If we learn to really touch the nature of impermanence, we also touch the nature of Interbeing and Nirvana.  All of us have had the experience of reading something and fooling ourselves that we have understood it.  But upon rereading or referring back to it, we find that we have not really absorbed or understood it. The same is true with looking deeply.  We make think it is easy to see that this flower is impermanent… But that hardly  changes our minds, because we are only on the surface and have not looked deeply into it. If we delved deeply, we would see the nature of non-self; we would see the nature of Interbeing; we would touch the nature of no birth, no death.  

If you look at these objects of reality — impermanence, nonself, Interbeing, emptiness, no birth and no death — not as objects of desire, then you get the liberation you deserve.

Sometimes you may use thinking,  and sometimes you may just embrace the object of your observation; there are many ways.

But the purpose is to witness the reality, to look deeply, and become one with it.  This is the core of the practice called deep looking, vipashyana, insight practice.  In order to do so successfully, you must cultivate your concentration and mindfulness, which are the strengths that allow you to go deeply into the nature of things.”

The self is no different from the assembly of the five aggregates.  The assembly of the five aggregates plays, as well, a crucial role in the formation, creation and destruction of all things in the universe.

In our lives represent a multitude of phenomenon, just as we ourselves are present in many different phenomenon.

We are life, and life is limitless.

Perhaps one can say that we are only alive when we live the life of the world, and so live the sufferings and joys of others.  The suffering of others is our own suffering, and the happiness of others is own happiness.

The impermanent character of the universe, the successes and failures of life can no longer manipulate us.  Having seen the reality of interdependence and entered deeply into its reality, nothing can oppress you any longer.  Your are liberated.

Meditation on interdependence is to be practiced constantly, not only while sitting but as an integral part of our involvement in all ordinary tasks.  We must be able to see the person in front of us is ourself and that we are that person.

We must be able to see the process of inter-origination and interdependence of all events, both those which are happening and those which will happen.

The enlightened man or woman sees each thing not as a separate entity but as a complete manifestation of reality.

If concepts do not represent reality, then conceptual knowledge can be considered erroneous.  Whenever he was asked a metaphysical question, he [the buddha] remained silent.

The Zen student must strive to be free of attachments to knowledge and be open so that truth may enter.

When we realize true mind, living reality is revealed in its completeness; it is the enlightened life of Zen.
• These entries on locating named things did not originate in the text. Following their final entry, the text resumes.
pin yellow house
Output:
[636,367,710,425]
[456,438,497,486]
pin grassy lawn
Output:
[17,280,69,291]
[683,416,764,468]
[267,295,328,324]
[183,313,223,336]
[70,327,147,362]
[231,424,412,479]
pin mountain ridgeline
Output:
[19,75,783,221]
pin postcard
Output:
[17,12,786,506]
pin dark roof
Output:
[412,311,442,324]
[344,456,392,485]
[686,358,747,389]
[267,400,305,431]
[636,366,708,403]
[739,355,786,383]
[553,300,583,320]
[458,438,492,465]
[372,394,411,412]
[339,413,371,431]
The world built of concepts is different from living reality.  The world in which birth and death, good and bad, and being and non being are opposed exists only for those who do not live an awakened life  the vicissitudes of life no longer dominate the consciousness of an awakened person because she has already entered the world of reality and does not discriminate between birth and death, good and bad, being and non-being.

When we are talking about reality in itself, the distinction between the subject and the object of knowledge dissolves…

Do not wait for another person to transmit awakening.

Words cannot describe true mind, concepts cannot describe true mind. The way to speak of true mind is through skillful means.

Sitting meditation is not to think, reflect or lose ourselves in concepts or discriminations.  It is also not to remain immobile, like a stone or the trunk of a tree.

The world of Zen is the world of pure experience without concepts…. This is the reason the Ts’ao t’ung sect says, “sitting meditation, even without a subject of meditation, is enough.’

The world of direct experience of Zen is, therefore, that of life and of awareness, and not of inert matter.

Life is not a representation of life.  Reality in itself transcends all descriptions and ideas.  The world of Zen is the world of Tathata itself.’